Kilometers 21-24 were along the fun, rolling parts of the Maple Trail - lots of gentle ups and downs. Years 21-24 in my life were also rolling hills, but less gently. Married at 21 to a jealous, lying man. I left him at 23 when his abuse reached a tipping point. I moved to San Francisco at 24, and learned and became who I really am. The maple trail felt easy and beautiful to explore while sorting through that. The crowd had thinned a bit, so it was a bit like being alone but not too alone here. Got passed a bit, passed some people.

Mile 15-16 (Kilometers 24-25.5), including the halfway point, was a *brutal* uphill climb from Leif Erikson up the Wiregate Trail and then up the rugged, root-laden Trillium Trail. At the intersection was an aid station. I ate a potato chip. This HARD climb was made easier by thinking about my fun life in San Francisco after my divorce. I was teaching aerobics in the financial district of the city and started working as a cigarette girl, selling concessions in nightclubs and concerts. A very different life than running uphill through a forest. 

Here is one of the photos I didn't purchase from early in the race - definitely going uphill, and looks like I'm running based on arm swing, but lots of bottlenecks in these early miles.

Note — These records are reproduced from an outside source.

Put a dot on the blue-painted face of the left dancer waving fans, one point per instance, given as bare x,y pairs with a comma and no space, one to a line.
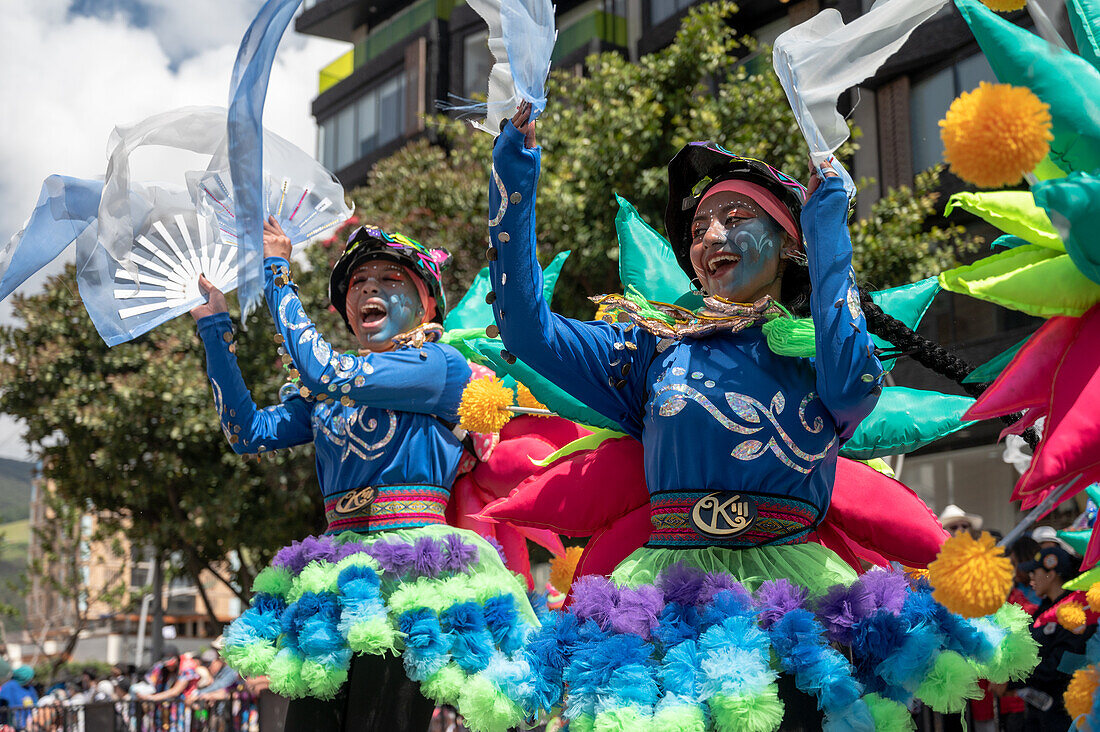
382,303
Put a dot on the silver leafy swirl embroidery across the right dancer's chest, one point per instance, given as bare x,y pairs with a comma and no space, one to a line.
751,411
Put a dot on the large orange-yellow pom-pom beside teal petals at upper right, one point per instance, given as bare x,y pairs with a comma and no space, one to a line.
996,134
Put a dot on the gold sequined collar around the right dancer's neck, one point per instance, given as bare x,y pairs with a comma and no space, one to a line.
717,316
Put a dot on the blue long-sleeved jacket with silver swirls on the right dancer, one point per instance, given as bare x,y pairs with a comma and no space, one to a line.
721,413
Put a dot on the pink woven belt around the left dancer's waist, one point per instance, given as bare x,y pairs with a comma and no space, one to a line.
381,508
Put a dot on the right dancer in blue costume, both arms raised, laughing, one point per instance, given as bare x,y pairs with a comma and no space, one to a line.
741,447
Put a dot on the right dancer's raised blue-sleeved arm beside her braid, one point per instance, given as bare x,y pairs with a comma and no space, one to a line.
850,375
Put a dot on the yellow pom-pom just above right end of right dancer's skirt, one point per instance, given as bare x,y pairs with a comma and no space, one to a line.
971,577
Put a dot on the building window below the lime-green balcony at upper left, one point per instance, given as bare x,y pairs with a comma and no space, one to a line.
372,122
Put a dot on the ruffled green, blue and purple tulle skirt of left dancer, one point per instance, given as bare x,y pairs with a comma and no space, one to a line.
439,597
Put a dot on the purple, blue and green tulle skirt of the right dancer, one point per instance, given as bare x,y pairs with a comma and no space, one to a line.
677,642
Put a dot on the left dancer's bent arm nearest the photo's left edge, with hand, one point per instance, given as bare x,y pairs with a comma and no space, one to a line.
247,428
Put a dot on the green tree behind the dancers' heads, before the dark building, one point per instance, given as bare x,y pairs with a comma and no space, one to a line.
614,130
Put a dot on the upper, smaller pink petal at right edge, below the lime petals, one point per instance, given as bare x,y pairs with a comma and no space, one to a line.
1025,384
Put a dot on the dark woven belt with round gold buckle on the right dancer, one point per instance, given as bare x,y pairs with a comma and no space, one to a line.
729,519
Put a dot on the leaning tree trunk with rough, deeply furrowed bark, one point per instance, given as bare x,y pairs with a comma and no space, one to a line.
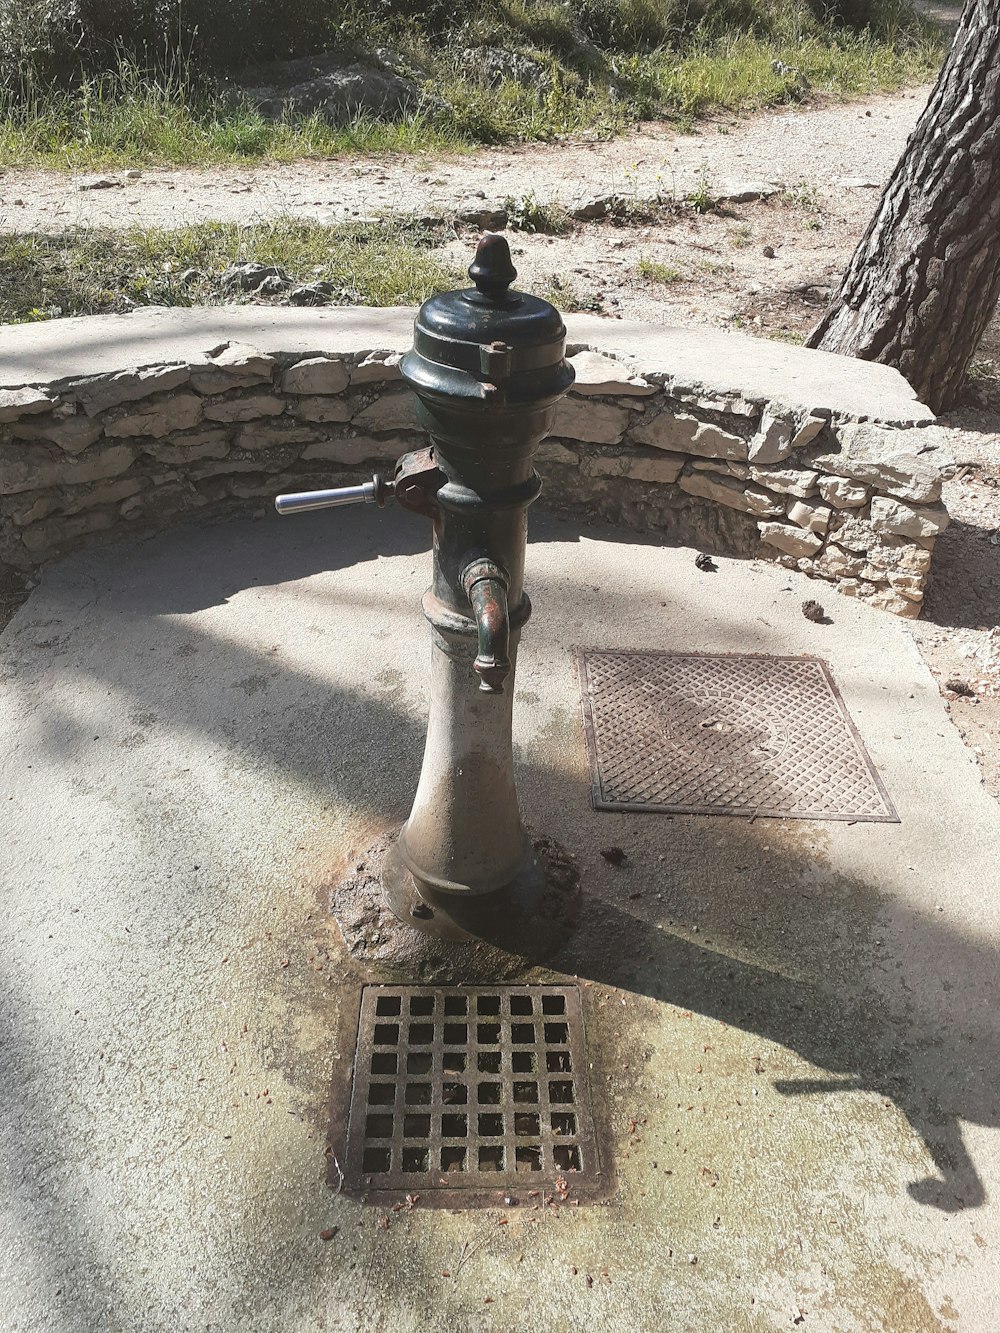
926,278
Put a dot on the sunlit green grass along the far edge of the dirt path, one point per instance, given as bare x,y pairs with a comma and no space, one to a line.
130,118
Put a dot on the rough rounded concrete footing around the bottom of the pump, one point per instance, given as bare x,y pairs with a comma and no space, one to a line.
387,924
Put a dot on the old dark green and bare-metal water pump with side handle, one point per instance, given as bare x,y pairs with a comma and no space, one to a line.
489,369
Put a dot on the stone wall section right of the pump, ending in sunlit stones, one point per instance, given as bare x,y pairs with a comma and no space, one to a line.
853,503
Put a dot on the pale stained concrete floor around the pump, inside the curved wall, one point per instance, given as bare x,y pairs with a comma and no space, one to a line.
794,1026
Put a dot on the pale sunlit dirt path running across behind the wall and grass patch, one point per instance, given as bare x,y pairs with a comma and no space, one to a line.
825,147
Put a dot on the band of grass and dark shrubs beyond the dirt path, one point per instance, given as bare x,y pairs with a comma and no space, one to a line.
75,94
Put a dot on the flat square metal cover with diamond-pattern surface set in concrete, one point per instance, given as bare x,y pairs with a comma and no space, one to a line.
697,734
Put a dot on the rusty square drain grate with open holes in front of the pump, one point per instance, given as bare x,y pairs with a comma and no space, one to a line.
471,1095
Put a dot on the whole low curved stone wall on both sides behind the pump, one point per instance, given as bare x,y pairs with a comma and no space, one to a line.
849,501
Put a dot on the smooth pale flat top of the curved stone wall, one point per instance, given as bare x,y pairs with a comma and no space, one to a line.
703,361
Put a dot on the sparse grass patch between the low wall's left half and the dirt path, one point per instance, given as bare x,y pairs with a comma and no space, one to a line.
109,271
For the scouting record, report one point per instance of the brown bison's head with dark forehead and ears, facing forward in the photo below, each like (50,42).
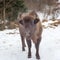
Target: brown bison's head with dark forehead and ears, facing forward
(29,22)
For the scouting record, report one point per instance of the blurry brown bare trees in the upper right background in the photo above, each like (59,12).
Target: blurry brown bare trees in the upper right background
(47,7)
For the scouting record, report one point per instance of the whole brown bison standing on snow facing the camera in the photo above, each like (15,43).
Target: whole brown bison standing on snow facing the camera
(30,29)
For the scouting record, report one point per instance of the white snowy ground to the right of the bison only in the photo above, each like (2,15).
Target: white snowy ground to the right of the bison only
(50,45)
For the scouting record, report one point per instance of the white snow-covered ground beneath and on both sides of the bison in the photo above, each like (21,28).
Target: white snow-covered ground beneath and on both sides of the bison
(10,45)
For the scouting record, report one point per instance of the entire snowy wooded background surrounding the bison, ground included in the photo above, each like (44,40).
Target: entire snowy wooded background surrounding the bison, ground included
(48,12)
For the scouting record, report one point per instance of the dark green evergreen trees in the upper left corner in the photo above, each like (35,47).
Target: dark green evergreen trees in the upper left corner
(10,8)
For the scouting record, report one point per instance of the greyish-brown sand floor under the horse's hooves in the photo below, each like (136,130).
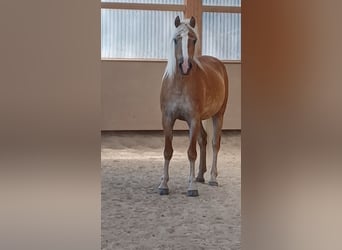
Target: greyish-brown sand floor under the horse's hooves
(135,216)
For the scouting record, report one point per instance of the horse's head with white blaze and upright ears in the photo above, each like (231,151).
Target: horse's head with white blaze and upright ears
(185,41)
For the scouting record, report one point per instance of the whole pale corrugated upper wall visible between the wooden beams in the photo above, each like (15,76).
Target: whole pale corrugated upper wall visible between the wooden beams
(146,34)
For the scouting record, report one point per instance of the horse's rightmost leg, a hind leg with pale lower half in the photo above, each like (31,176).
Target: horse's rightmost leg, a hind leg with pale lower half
(217,129)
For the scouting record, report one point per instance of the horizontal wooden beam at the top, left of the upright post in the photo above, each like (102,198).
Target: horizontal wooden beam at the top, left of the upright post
(143,6)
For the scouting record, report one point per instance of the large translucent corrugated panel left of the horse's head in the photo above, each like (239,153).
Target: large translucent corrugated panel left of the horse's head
(136,33)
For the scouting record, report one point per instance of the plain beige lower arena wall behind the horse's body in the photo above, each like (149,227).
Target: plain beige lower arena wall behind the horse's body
(130,96)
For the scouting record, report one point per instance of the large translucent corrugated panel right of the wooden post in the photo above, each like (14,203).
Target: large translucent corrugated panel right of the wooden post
(222,35)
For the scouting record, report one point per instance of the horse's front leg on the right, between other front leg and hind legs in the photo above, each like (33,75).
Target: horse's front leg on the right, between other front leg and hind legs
(192,155)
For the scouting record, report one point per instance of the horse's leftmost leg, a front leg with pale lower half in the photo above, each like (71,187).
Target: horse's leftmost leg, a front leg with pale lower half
(168,151)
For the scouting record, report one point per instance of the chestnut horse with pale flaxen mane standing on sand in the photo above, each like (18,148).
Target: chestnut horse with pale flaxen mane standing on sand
(194,89)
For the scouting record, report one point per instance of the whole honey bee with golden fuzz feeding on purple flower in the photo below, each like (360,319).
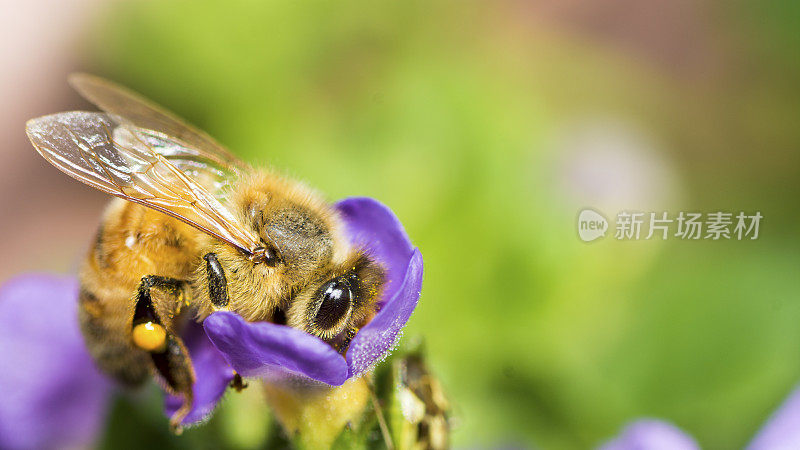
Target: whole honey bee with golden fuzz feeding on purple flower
(195,230)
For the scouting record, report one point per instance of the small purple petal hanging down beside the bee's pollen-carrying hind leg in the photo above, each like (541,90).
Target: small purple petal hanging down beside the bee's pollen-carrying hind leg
(212,376)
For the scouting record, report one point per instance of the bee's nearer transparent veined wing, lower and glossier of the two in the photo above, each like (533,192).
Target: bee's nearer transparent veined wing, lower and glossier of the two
(121,160)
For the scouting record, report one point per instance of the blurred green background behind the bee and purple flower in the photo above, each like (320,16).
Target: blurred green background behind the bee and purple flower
(486,127)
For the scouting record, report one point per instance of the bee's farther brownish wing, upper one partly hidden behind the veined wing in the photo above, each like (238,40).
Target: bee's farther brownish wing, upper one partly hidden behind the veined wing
(196,146)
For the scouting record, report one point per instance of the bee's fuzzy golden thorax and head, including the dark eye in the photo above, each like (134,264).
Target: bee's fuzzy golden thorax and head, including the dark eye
(309,276)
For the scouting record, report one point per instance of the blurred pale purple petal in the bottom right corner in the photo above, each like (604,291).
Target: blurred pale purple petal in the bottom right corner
(782,430)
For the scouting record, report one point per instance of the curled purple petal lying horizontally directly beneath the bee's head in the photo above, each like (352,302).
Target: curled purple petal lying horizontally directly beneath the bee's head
(268,350)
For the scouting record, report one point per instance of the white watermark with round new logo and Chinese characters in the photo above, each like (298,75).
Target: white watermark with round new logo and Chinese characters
(634,226)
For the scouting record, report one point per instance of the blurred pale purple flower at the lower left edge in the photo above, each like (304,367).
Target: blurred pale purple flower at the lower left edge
(53,396)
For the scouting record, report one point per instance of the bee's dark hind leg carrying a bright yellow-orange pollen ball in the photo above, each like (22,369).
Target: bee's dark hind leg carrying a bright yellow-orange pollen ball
(170,357)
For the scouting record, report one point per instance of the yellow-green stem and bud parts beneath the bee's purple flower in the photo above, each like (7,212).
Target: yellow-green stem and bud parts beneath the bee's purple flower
(398,406)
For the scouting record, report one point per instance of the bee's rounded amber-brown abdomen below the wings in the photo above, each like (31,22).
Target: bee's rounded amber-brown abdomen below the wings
(131,243)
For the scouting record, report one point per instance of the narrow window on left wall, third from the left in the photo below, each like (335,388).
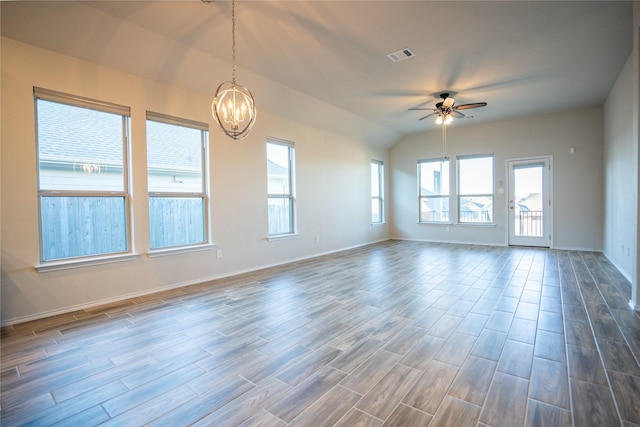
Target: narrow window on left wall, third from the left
(280,187)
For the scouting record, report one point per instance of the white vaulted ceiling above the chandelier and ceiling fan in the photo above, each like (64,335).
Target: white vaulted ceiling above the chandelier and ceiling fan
(521,57)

Kilometer 26: I ran down Firelane 7 as I remembered meeting Sean shortly after my 26th birthday. Back mostly on Wildwood as I hit kilometer 29 and 32, correlating with the years I had my 2 daughters. Enjoyable years and mostly comfortable running. As I crossed the 32 kilometer mark I was starting to think about having daughter #2 Aislin, and also thinking that this was approximately the point I was pulled off the trail at Smith Rock, my friend Rachel texted me, which freaked me out a bit, as she was the friend who called me at the top of Smith Rock. She was just checking in to see how my race was going, but the timing made me jumpy. :-/ 

The long trek up Firelane 5 was kind of fun. I met a couple of the guys I kept leapfrogging with - one of them (Mikey) was running several 50k races this year to celebrate his 50th birthday. We got to the top of the firelane right at mile 20, and there was an excellent aid station. I stopped and drank a ton of water out of a pickle jar and ate some watermelon before heading down fabulous wide, flat, downhill Saltzman trail. I barely had time to think about my years 33-35 because the trail felt so good.

The last 15k was hard, as I would expect it to be, but I kept running for the most part. Mentally it is not as much fun to relive one's 40s as it is to think about youth, but I thought about moving to Oregon, and becoming a marathoner at almost 40, and what running has given to me. I thought about how beautifully my kids have grown up and how lucky I feel about that, even though my legs were on fire. The last grind up the Dogwood Trail from mile 28.5-29 felt a little unfair, but the long 2 mile drop back to the finish line made up for a lot of it. I felt great.

Although I wasn't sure I would even get into this race, I'd checked last year's times, and the woman who won 50-59 in 2018 did so with a 5:54, so I had that in my mind. I had a tertiary goal to win my AG, a secondary goal to win it in under 5:54, and a primary goal of winning it in 5:40-anything. I got all 3 of those goals, winning my age group in 5:49:20. I needn't have stressed. 2nd place in my group was 6:42. I got a cute glass for finishing, and another for the AG win. I filled one of them with beer and celebrated. It wasn't the experience I'd expected for my 50k/50y, but satisfying.